Sheikh Mishal juga mengumumkan penangguhan beberapa pasal konstitusi di tengah kebuntuan yang terus berlanjut.
Emir Kuwait telah membubarkan parlemen dan mengambil alih beberapa tugasnya, media negara melaporkan, beberapa minggu setelah negara Teluk tersebut mengadakan pemilihan.
Emir Sheikh Mishal al-Ahmad al-Sabah dan kabinet yang ditunjuk oleh kerajaan akan mengambil alih beberapa kekuasaan Majelis Nasional yang terdiri dari 50 anggota, katanya pada hari Jumat, dalam pidato yang disiarkan di televisi negara.
Dia juga menangguhkan beberapa pasal konstitusi yang tidak ditentukan selama “periode tidak lebih dari empat tahun”, tanpa menjelaskan lebih lanjut.
“Atmosfer yang tidak sehat yang dialami Kuwait dalam beberapa tahun terakhir telah mendorong penyebaran korupsi untuk mencapai sebagian besar fasilitas negara, dan sayangnya hal ini mencapai institusi keamanan dan ekonomi,” kata penguasa berusia 83 tahun itu, menambahkan bahwa “ini bahkan memengaruhi sistem keadilan”.
“Kita telah menghadapi kesulitan dan hambatan yang tidak bisa ditoleransi,” katanya.

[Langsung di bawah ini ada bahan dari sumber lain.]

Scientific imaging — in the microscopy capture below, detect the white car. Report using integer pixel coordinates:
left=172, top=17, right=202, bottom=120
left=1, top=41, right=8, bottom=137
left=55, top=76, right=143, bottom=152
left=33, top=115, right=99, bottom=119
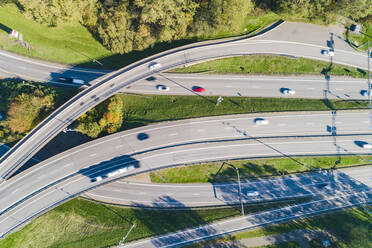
left=363, top=143, right=372, bottom=149
left=94, top=176, right=103, bottom=182
left=149, top=62, right=161, bottom=71
left=254, top=118, right=269, bottom=126
left=72, top=78, right=85, bottom=85
left=247, top=191, right=260, bottom=196
left=156, top=84, right=169, bottom=91
left=321, top=50, right=335, bottom=57
left=283, top=89, right=296, bottom=95
left=360, top=90, right=372, bottom=96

Pemilihan pada bulan April adalah yang pertama kali diadakan di bawah pemerintahan Sheikh Mishal, yang naik ke tampuk kekuasaan pada Desember lalu setelah kematian saudaranya dan pendahulunya, Sheikh Nawaf al-Ahmad al-Jaber al-Sabah.
Sengketa yang berulang antara Majelis Nasional dan kabinet telah memicu pembubaran parlemen, membatasi investasi dan reformasi yang ditujukan untuk mengurangi ketergantungan negara pada pendapatan minyak.
Parlemen seharusnya bertemu untuk pertama kalinya pada hari Senin, tetapi beberapa politisi menolak untuk berpartisipasi dalam pemerintahan.
Emir mengatakan bahwa kegagalan untuk membentuk pemerintahan adalah hasil dari “diktat dan kondisi beberapa” legislator.
“Kuwait telah melalui beberapa waktu sulit belakangan ini … yang tidak meninggalkan ruang untuk ragu atau penundaan dalam membuat keputusan sulit untuk menyelamatkan negara dan menjamin kepentingan tertingginya,” ujar Sheikh Mishal.